Listen to my words and let them take shelter in every corridor of your hurting heart.
The road for you has been painful and that I do understand. Let me say that in those dark moments, I have seen his hand holding mine and heard his voice so clearly say, “I love you and I got you!”
I have let him lead when I had no clue what the LORD was doing in my life.
It is hard to take your hands off of things sometimes. We just want to fix it ourselves!
However I can say that through all the tears and pain, it literally takes my breath away that the LORD has entrusted me with this plan He has set before me.
Although it is something I never envisioned in a million years for myself it is his astounding plan.
A plan that has led me through grief, loss, and heartache and brought me to the other side where I found peace, restoration, forgiveness, love, and joy unspeakable.
And He is not done with me yet!
He is not done with you either! Whatever the pain, lay against him and breathe.
In the midst of your pain, you will catch the glimpse of your Ultimate Hope.
So be of good cheer and great courage, rest assured when your Redeemer walks in the room, everything will change!
You ask me how I know this?
Because I can boldly declare, “In My Deepest Wounds, I Saw His Glory and it Dazzled me!”
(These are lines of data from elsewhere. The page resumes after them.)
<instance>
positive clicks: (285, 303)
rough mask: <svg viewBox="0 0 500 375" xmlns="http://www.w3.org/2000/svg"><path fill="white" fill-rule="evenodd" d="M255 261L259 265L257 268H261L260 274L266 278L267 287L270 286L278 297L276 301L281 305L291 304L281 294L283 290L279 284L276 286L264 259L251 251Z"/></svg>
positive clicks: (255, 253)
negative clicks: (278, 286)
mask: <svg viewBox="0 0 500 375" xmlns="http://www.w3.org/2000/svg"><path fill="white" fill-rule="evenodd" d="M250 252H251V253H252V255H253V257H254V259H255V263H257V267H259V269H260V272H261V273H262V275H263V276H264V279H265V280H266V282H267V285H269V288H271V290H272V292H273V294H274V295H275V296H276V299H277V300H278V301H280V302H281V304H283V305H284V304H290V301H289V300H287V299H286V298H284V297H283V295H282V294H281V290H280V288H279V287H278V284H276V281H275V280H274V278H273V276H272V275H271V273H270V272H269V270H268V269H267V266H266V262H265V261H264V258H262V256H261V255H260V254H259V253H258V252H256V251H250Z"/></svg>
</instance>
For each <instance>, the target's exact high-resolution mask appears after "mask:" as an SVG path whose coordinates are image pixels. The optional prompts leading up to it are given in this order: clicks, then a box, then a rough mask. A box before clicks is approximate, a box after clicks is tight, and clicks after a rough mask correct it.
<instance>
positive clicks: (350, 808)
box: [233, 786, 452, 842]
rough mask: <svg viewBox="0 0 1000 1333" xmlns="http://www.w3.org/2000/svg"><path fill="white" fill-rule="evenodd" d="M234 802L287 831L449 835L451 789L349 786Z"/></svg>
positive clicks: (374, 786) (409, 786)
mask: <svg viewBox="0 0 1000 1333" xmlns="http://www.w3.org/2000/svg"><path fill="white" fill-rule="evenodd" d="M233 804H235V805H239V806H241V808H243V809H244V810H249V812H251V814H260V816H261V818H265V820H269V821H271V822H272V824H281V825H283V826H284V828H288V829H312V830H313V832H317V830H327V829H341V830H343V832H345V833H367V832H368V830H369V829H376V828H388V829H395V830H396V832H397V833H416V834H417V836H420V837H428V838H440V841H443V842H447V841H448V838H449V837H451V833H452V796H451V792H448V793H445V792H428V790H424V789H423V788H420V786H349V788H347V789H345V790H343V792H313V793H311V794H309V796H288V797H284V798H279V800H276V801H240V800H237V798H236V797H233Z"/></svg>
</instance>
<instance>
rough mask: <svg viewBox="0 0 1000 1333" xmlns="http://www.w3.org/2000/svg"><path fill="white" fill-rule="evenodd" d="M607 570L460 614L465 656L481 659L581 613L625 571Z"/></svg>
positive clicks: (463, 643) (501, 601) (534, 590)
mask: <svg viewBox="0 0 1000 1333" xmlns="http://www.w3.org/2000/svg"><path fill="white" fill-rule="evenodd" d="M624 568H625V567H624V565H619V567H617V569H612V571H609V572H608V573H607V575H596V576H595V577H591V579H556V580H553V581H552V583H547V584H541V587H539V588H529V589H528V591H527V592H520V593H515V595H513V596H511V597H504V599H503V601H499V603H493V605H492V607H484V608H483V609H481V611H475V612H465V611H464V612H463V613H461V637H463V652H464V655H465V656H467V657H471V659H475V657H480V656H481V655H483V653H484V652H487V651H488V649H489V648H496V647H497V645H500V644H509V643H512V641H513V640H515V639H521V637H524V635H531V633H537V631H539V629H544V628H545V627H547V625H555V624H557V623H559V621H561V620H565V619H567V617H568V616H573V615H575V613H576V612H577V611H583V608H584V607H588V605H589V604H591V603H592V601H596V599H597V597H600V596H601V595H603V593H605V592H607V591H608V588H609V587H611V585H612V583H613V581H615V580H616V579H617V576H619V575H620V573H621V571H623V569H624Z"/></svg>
Hallelujah it still astounds me!
~ Dana Jarvis
Dana Jarvis has a calling upon her life and Hezekiah’s Wall Ministry came from a Word the LORD spoke to her. His words resonated in her Spirit and is what Hezekiah’s Wall Ministry is all about ~ to Equip, Empower, Encourage, and Raise Up his Sons and Daughters for such a time as this!
A Prophetic Seer/ Intercessor, Minister, Author & Christian Coach/ Prophetic Mentor, Dana is blessed by Abba to be one of His Leading Ladies for such a time as this. Feel free to contact Dana as she would love to hear from you!
Hi Dana, I am from India. I thought I was the only one believer who has been through most of the things that you have mentioned here. It’s been very hard.
I still carry a wounded heart but God has been healing my heart layer by layer. I can relate to your message. God bless you!